Looking forward to this. The Lobster was great, Colin Farrell too.
I'll watch it for Raffey
Saw this last weekend. It's great, I think I enjoyed it more than the lobster. It's less funny, but the odd, stilted writing and acting are still there, and feel very similar to the way people were presented in the lobster. In that respect, it didn't feel different enough, but the style still does work. It was just a minor gripe, by the end.
>dat pic
>The Descendants won awards
curious how time puts some things in its place
Because it has intentionally bad and stilted dialogue. It worked in The Lobster because that was a comedy but refusing to adapt your style to match the genre of the film you are making in service of nothing is obnoxious and pretentious.

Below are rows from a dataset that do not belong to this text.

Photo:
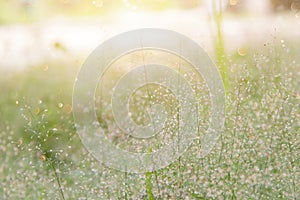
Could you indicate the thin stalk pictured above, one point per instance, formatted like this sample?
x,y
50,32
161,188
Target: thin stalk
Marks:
x,y
219,43
57,180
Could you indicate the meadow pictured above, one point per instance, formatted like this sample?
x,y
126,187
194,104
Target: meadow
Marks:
x,y
256,157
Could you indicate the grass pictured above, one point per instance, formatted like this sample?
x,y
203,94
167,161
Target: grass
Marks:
x,y
257,156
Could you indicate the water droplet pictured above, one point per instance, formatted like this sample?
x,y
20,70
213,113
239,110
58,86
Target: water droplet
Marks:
x,y
20,142
68,108
42,157
98,3
46,68
36,111
60,105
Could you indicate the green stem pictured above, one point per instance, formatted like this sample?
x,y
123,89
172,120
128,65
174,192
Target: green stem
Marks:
x,y
219,44
58,180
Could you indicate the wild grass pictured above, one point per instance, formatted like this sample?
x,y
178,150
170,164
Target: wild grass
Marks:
x,y
257,156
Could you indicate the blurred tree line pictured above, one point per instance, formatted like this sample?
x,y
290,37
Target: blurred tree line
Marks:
x,y
22,11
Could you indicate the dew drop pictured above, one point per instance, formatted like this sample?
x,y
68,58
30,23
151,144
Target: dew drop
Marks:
x,y
60,105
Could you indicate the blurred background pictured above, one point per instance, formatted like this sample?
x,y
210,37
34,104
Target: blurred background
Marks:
x,y
43,44
32,31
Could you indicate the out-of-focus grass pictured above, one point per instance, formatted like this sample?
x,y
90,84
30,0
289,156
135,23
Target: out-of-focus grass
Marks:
x,y
26,11
257,156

It also make it impossible to invest in the story or characters.
Also the film has no substance, no point. It takes half of it's run time for you to find out what's happening, and then it happens, and then it ends. Go home.
>nobody could be taht stupid irl
>It's less funny,
false, colin farrell confessing to his son about jacking off his dad is the funniest thing you'll see in a theater all year
YFW THE KID FINALLY BREAKING HIS REBELLIOUS STREAK AND CUTTING HIS HAIR, SAYING HE WANTS TO BE A CARDIOLOGIST LIKE HIS DAD WHEN HE GROWS UP TO TRY GAINING HIS SYMPATHY
PRETTY ROUGH
FUCKIN YORGOS
Oh look a Gay Nigger Jester. Fuck this idiot and people who give him money (You). It's the same people who like Razorfist.